Stop trying to get others to see your point. If they choose to then great but drop the expectation that they must. Why do we seek to gain water from another’s well? It’s always going to be dried up and empty. That’s because the idea that another can fill you up is a false narrative from our past conditioning.
This idea that another is supposed to “fill us up, love us, complete us is impossible. That’s your job. You came into this world alone and are going out alone. Start to be comfortable in your own skin. Learn to love spending time with yourself. We are all running around trying to stay busy believing we have so much to get done. Just admit that you don’t want to be still. To sit still means you must be left alone with your mind. Is it mastering you or are you mastering your mind?
You could never in a million years expect another to carry that weight. You would always be let down. It was never their job in the first place. When we hold sand gently in our hands it stays. When we squeeze, it starts to slip through our hands. This is what we are doing to each other constantly.
We claim to love our partner unconditionally, yet we want them to conform to our way of thinking and behaving. Hold others lightly and they will stay. Squeeze and they will push back and leave.
Why is it when we want something we grasp to keep it? By being still all things naturally come to us. We need to take a different view of these things called wedding vows. Promising to love and protect and honor and cherish. They sound like great concepts but what do any of them really mean? Is there one standard definition? Have we discussed them with our partner before we say them? No! We go into relationships and marriages in a fog of dissolution.

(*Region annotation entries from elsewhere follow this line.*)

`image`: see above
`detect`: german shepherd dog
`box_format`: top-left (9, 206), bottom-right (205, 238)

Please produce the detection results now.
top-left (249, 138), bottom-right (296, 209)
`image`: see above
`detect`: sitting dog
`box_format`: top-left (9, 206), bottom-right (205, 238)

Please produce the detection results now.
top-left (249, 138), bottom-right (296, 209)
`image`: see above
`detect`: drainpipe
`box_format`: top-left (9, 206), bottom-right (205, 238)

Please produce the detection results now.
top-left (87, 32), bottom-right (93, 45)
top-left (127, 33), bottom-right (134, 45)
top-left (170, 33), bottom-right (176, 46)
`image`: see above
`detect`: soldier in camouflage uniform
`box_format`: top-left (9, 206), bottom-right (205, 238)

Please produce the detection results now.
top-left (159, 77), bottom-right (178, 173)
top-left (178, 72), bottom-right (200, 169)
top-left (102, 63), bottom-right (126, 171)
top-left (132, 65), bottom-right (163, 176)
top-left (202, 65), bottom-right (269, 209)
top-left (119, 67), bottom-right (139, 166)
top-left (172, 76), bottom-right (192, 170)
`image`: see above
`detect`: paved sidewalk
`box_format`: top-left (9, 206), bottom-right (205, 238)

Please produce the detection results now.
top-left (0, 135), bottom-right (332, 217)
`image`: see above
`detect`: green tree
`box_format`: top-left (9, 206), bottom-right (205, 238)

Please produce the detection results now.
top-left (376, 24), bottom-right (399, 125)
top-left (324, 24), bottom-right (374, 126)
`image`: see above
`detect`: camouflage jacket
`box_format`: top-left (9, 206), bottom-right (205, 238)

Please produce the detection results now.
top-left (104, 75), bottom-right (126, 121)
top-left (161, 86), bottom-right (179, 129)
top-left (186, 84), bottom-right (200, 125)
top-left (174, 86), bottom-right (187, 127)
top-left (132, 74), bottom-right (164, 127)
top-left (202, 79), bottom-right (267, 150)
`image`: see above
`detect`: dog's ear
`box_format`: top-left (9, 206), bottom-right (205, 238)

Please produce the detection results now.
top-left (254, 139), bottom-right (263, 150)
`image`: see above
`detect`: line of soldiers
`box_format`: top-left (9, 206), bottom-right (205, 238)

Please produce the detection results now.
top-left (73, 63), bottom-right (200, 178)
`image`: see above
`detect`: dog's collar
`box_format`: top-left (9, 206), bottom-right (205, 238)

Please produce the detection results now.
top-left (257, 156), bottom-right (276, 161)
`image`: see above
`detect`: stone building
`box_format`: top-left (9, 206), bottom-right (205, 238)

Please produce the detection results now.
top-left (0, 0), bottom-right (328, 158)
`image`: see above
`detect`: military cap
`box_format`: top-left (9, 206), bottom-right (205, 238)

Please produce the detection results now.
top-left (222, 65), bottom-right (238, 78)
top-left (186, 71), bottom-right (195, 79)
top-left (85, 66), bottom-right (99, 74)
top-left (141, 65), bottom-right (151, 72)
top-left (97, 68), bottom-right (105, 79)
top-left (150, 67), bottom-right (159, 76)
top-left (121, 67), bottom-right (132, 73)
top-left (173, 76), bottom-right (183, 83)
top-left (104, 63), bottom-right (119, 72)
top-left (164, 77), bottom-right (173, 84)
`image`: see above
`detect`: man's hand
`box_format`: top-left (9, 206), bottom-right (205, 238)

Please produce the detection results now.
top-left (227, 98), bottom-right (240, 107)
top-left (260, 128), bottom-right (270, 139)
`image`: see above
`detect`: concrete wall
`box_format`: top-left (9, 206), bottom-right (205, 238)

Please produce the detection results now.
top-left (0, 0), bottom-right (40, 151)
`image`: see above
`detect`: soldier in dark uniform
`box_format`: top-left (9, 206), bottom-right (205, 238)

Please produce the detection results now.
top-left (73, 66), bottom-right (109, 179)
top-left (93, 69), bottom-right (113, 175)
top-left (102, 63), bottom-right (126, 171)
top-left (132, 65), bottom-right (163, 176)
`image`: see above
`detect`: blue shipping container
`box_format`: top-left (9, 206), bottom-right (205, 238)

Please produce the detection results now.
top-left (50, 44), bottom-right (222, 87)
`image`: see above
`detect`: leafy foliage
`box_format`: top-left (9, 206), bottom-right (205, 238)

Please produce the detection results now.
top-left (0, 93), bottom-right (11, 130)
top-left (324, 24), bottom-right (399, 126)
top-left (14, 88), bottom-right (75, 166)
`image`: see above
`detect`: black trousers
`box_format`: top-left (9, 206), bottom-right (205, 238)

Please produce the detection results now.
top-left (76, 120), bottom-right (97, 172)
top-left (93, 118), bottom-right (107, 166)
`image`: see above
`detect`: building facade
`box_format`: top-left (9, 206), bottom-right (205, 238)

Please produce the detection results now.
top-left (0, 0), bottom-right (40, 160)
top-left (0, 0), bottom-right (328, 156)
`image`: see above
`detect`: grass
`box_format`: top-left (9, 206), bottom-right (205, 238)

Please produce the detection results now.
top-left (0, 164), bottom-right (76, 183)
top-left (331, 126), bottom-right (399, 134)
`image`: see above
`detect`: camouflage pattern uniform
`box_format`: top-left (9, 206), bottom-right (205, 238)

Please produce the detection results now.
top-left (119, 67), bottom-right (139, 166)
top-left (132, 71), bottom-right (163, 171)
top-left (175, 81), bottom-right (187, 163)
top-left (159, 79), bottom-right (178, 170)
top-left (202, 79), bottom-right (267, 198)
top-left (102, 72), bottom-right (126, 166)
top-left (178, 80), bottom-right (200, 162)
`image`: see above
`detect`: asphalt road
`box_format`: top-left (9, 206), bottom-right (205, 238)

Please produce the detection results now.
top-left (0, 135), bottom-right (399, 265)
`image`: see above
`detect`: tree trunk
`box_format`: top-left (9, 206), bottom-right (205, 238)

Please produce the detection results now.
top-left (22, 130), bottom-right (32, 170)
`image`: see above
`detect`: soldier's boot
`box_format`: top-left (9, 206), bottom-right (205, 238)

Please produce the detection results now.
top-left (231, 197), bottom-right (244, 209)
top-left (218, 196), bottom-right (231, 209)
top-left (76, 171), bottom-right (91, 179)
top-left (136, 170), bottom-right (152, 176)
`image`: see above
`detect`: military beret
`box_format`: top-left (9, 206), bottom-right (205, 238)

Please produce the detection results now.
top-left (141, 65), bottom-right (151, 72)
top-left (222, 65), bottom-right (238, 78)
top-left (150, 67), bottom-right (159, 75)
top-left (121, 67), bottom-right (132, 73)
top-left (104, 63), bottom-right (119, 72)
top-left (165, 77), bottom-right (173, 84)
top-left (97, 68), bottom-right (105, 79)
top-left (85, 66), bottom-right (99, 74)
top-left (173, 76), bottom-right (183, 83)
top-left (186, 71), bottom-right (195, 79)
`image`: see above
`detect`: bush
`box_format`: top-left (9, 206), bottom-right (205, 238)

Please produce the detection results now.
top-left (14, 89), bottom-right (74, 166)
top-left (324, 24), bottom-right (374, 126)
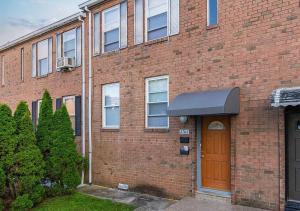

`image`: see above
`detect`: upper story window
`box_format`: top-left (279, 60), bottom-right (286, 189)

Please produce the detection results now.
top-left (147, 0), bottom-right (168, 41)
top-left (0, 56), bottom-right (5, 86)
top-left (56, 27), bottom-right (82, 71)
top-left (102, 2), bottom-right (127, 53)
top-left (134, 0), bottom-right (179, 44)
top-left (21, 48), bottom-right (24, 81)
top-left (32, 37), bottom-right (52, 77)
top-left (146, 76), bottom-right (169, 128)
top-left (207, 0), bottom-right (218, 26)
top-left (63, 96), bottom-right (75, 131)
top-left (93, 12), bottom-right (101, 55)
top-left (102, 83), bottom-right (120, 128)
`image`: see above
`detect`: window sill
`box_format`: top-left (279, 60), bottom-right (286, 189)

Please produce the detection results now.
top-left (144, 128), bottom-right (170, 133)
top-left (206, 24), bottom-right (219, 30)
top-left (145, 37), bottom-right (169, 46)
top-left (101, 128), bottom-right (120, 132)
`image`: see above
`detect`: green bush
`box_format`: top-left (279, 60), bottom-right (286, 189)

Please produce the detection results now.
top-left (11, 194), bottom-right (33, 211)
top-left (0, 105), bottom-right (16, 175)
top-left (0, 168), bottom-right (6, 197)
top-left (49, 105), bottom-right (82, 193)
top-left (13, 102), bottom-right (45, 203)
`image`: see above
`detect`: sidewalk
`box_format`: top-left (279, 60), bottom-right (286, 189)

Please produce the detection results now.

Can you be still long enough to let your sand settle? Are you such a creature of habit that you create chaos and drama wherever you go? Your not used to things being calm that you have to seek out drama. You pick unnecessary fights with your partner.
You create waves of energy that are felt by your children and loved ones. The act of not doing is doing. It’s in sitting still and not grasping that all things naturally fall into place. The best relationships are the ones that seek to honor and respect each other’s perspectives and unique qualities.
Love does not want or desire another to compromise their own morals and set of nonnegotiables. We should at least know what those are and communicate clearly with each other, so each is informed. Yet if we don’t know ourselves well enough, how can we even start to explain to others our perspective.
Do The Work On Yourself
Go to a higher state of consciousness where there isn’t the need to be “needed and supported in order to feel loved.” Work on yourself as an individual to become whole and happy in yourself. Once this is achieved you will find that being with another comes naturally. When you don’t need them to “fill you up” you can truly start to enjoy and appreciate each other’s uniqueness. Now we are living truly in a state of unconditional love, for ourselves and others.